Еловый ручей прорезает горы. В устье его на берегу навалены громадные камни. Я стал подниматься вверх по камням, как по лестнице. Где-то наверху, мне сказали, ручей этот пересекает телефонная линия с тропой вдоль нее. Тропа выводит к маяку.

На полпути я сел отдохнуть. Звенела и бормотала в каменном ложе коричневая вода. В ущелье было видно море, горизонт его тоже как бы поднялся вместе со мной, и оно стояло в просвете между красных скал голубой стеной.

Как все-таки прекрасно это ущелье, какая дикость, какая осень — пурпурная, ликующая, солнечная, каким золотым светом горят лиственницы, почему тут нет дома, почему нельзя тут пожить месяц и поработать до ломоты в костях!
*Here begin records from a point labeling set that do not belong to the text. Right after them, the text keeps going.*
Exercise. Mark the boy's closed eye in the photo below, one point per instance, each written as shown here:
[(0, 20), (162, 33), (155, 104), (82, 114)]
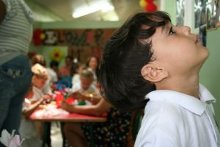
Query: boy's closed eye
[(171, 31)]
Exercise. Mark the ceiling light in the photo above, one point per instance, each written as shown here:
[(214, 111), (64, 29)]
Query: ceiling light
[(103, 6)]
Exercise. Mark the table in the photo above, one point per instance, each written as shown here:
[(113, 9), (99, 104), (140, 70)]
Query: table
[(57, 114)]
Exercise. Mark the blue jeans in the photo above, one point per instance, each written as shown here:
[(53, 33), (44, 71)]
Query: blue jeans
[(15, 79)]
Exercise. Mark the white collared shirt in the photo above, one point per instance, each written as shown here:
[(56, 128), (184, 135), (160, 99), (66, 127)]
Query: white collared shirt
[(174, 119)]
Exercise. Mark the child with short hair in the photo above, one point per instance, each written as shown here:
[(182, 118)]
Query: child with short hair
[(29, 130), (151, 63)]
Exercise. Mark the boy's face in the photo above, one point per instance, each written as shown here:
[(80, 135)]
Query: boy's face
[(93, 63), (38, 81), (178, 50)]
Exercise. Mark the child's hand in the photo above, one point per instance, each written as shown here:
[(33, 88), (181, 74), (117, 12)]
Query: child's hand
[(67, 107), (78, 95), (47, 99)]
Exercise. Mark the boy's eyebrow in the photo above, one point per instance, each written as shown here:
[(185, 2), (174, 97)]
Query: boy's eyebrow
[(165, 28)]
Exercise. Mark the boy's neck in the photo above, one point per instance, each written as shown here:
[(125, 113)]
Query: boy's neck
[(184, 85)]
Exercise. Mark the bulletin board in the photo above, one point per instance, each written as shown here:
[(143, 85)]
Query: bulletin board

Дойдя до телефонной линии, я свернул на тропу и стал опять карабкаться вверх. Папоротник сплошной стеной окружал меня. Здесь, в затишье, в горном распадке, злой ветер был не страшен, и осень еще не при­шла, задержалась, кое-где только начинали рдеть отдельные ветки. Через час я был наверху, подошел к обрыву — огромное пространство моря открылось мне, и не хотелось больше никуда идти.

А тропа дальше стала еще мучительней — она шла болотами, сбегала вниз, к ручьям, и опять вела круто вверх. Восьмикилометровый путь до маяка я прошел за пять часов.

На маяке я узнал, что дальше горами идти невозможно: семь ущелий, из которых четыре очень глубоких. Значит, опять берегом и опять камнями. Еще пятнадцать километров камней, а там пойдет песок… До деревни Кеги, куда я держал путь, был еще тридцать один километр.

О чем думать в пути? Когда идешь, шаг за шагом отдаваясь тяжелому ритму пути, внимание все поглощено дорогой, камнями, которые попадаются под ноги, тяжестью рюкзака, стертыми ногами… Опять тяжелая дорога, спокойное море, мелкий дождь и низкое холодное небо. Спустившись с высоченного обрыва, на котором стоит маяк, снова ступаешь на каменистый берег, и снова слева скалы, справа море — сумрачное, холодное, но спокойное.